Forecasts for three important pest aphids of vegetable and salad crops – peach-potato aphid (Myzus persicae), potato aphid (Macrosiphum euphorbiae) and cabbage aphid (Brevicoryne brassicae) have been released via AHDB Aphid News.
Despite the brief cold snap at the end of February, typical winter temperatures have fallen in line with the long-term average throughout most of England, meaning that first flights of these aphids are likely to occur at the ‘normal’ time – and neither be very early or very late. Temperatures in Scotland, however, were around half a degree lower than the long-term average and the first aphid flights could be around a week later than average in these areas.

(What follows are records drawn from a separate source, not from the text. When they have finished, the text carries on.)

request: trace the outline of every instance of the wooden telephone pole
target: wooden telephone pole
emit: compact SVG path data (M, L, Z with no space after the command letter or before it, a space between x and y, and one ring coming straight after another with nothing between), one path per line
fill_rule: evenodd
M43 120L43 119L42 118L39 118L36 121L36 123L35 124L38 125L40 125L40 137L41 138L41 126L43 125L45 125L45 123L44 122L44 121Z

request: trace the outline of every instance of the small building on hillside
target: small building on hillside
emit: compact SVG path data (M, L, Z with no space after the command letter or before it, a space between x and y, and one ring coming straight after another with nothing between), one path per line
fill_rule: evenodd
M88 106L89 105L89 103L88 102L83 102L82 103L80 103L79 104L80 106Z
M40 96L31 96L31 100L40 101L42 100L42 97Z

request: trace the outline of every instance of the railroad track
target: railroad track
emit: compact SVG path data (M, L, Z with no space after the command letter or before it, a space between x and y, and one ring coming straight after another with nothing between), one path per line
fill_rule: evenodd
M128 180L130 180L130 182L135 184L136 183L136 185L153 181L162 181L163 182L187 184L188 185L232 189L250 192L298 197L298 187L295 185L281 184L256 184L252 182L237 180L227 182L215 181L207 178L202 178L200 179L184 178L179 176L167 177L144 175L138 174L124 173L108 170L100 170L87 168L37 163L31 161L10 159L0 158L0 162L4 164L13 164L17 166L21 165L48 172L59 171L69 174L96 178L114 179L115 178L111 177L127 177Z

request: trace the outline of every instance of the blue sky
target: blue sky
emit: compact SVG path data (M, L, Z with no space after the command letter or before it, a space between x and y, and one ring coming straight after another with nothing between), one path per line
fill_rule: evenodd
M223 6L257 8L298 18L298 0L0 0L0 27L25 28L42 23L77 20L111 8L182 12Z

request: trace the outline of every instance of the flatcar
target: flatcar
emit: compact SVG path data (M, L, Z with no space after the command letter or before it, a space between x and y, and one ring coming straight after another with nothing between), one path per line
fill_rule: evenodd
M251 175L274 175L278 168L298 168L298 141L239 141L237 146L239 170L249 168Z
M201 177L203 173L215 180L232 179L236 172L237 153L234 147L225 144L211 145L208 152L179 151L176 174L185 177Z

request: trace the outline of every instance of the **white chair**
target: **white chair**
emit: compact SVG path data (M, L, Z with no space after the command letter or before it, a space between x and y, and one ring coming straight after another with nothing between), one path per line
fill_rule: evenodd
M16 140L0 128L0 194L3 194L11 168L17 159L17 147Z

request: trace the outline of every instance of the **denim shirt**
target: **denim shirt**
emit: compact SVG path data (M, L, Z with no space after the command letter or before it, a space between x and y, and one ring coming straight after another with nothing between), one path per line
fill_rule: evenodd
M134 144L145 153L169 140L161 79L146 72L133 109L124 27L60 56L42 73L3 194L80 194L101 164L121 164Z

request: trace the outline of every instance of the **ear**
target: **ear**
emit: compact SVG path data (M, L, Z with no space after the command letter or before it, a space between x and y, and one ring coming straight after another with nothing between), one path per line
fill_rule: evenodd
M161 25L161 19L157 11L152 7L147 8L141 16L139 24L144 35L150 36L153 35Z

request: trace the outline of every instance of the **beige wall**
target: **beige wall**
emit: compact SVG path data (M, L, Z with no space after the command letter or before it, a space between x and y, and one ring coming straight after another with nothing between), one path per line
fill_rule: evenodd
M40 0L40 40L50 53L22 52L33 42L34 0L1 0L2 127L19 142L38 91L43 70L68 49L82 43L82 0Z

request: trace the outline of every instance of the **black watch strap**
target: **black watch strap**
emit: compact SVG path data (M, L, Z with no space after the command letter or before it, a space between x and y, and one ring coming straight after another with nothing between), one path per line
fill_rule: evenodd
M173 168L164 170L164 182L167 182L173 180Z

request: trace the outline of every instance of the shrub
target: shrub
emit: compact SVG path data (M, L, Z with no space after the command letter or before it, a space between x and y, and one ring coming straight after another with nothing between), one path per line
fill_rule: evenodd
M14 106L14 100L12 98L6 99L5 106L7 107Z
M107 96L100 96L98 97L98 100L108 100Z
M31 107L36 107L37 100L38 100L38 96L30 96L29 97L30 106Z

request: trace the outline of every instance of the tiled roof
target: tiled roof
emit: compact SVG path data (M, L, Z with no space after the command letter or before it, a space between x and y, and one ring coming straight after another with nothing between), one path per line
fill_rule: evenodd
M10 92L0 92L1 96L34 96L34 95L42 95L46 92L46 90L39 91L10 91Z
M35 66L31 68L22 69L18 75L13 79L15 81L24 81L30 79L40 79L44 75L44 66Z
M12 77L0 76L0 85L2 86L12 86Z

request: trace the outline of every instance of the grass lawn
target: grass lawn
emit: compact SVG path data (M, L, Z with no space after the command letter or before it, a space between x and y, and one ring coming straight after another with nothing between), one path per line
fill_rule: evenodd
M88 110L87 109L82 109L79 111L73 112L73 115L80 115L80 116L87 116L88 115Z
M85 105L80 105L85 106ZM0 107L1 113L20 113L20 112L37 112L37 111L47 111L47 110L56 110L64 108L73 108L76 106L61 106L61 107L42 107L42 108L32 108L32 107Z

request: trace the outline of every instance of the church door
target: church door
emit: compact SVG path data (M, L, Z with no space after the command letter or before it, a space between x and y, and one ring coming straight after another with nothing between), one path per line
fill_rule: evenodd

The long run of aphid data from the suction-trap network, managed by Rothamsted Research, combined with the long run of weather data available from the Met Office and others, make it possible for the start of aphid flights and aphid abundance in spring and early summer to be forecast. The mean temperature in January and February is critical in driving the results arising from the aphid forecasting service.
Forecasts are available only for aphid species which pass the winter in active stages, rather than as cold-hardy eggs, as they are able to take advantage of warm conditions. Forecasts for the species that overwinter as eggs (willow-carrot aphid, lettuce root aphid, currant-lettuce aphid, black bean aphid) will be available later as part of the AHDB Pest Bulletin.